Don’t get us wrong, we understand it’s part of the Vermont character to complain; things are too expensive, politicians tune out what you’re saying, and, well, don’t even get us started on the fact that it gets darker here faster than anywhere else. Swear.
While it’s true contentment is relative and that there is nothing Panglossian about the Green Mountain State, there are four things going our way, four big things:
First, we are not standing in our driveways, staring at towering walls of flames threatening to turn us into bits of flying char. We don’t have one out of every ten of us being told to evacuate our homes, as is the case in Oregon. And for most of the west, it’s not even the peak of the fire season, and there is no reason to believe it won’t be repeated next year, and the next. You’d want to live there, why?

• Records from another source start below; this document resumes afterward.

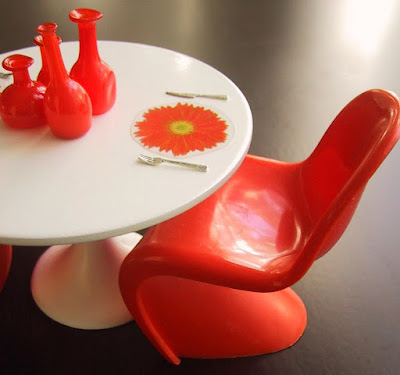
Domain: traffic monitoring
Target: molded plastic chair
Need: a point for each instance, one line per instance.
(5, 263)
(213, 281)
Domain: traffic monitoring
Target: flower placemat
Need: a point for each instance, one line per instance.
(181, 129)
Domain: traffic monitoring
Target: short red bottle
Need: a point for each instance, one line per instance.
(21, 103)
(67, 105)
(44, 75)
(90, 71)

Second, the 2020 hurricane season hasn’t even hit its stride and we’ve already had so many storms that forecasters are about to start using the Greek alphabet to name them, something they have only done once before. We’ve had comparatively little trauma with hurricanes in Vermont; thankfully, it’s more than a stone’s throw to the nearest ocean.

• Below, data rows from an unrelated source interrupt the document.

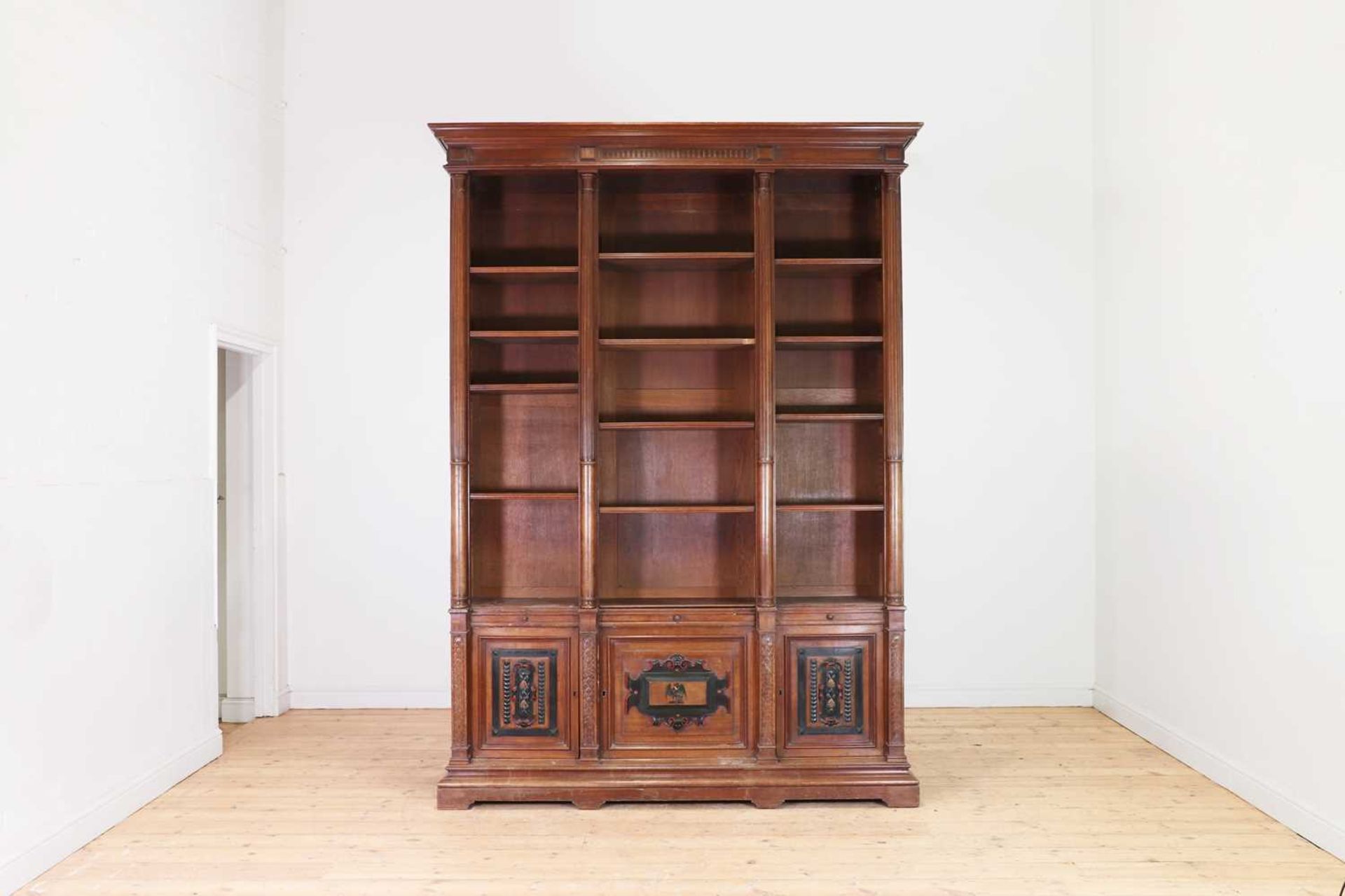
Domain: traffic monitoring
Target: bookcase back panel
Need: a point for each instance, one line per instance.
(526, 302)
(675, 212)
(659, 302)
(525, 548)
(642, 385)
(824, 555)
(829, 378)
(495, 362)
(829, 462)
(826, 214)
(829, 304)
(525, 219)
(668, 555)
(685, 466)
(525, 443)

Third, the Covid-19 pandemic exposed all states in terms of their willingness and abilities to react to the virus and all its complicated challenges. But what people reacted to, bottom line, and still do, is safety. Where could they go that they would be safe? Vermont ended up at the top of that little wish list, which is still the case. Even our college kids are managing to be responsible. Who’d of thunk it?
Fourth, the pandemic also turned the workplace upside down and perhaps the life in many of our metropolitan areas as a consequence. If there is a second wave, or even another virus of similar import, it will be changed even further. Perhaps forever. The daily commute could be reduced by orders of magnitude. The demand for office space could evaporate. For those who can work where they wish, and who elect to place a high priority on health and safety, we’re looking pretty good. Roll the cameras.
If you add in the fact that you couldn’t start a forest fire in Vermont with a flame thrower, and that if the water from a hurricane’s storm surge were an issue, nothing else would matter because the entire east coast would be hundreds of feet underwater, hence, we’re looking pretty habitable.
Of course, this is Vermont. Don’t say anything. It’s all top secret. Don’t even think about spending a buck or two for that billboard in Los Angeles, San Francisco, or Portland, the billboards that speak, with great humility, about a state with all the water you need, fire proof forests, hardly any Covid-19 cases, in-person schooling, reasonable internet services [we needn’t say anything about the lousy cell service along I-89].
In the midst of all this chaos it seems there is an opportunity in Vermont for a little eco-living marketing. Who knew?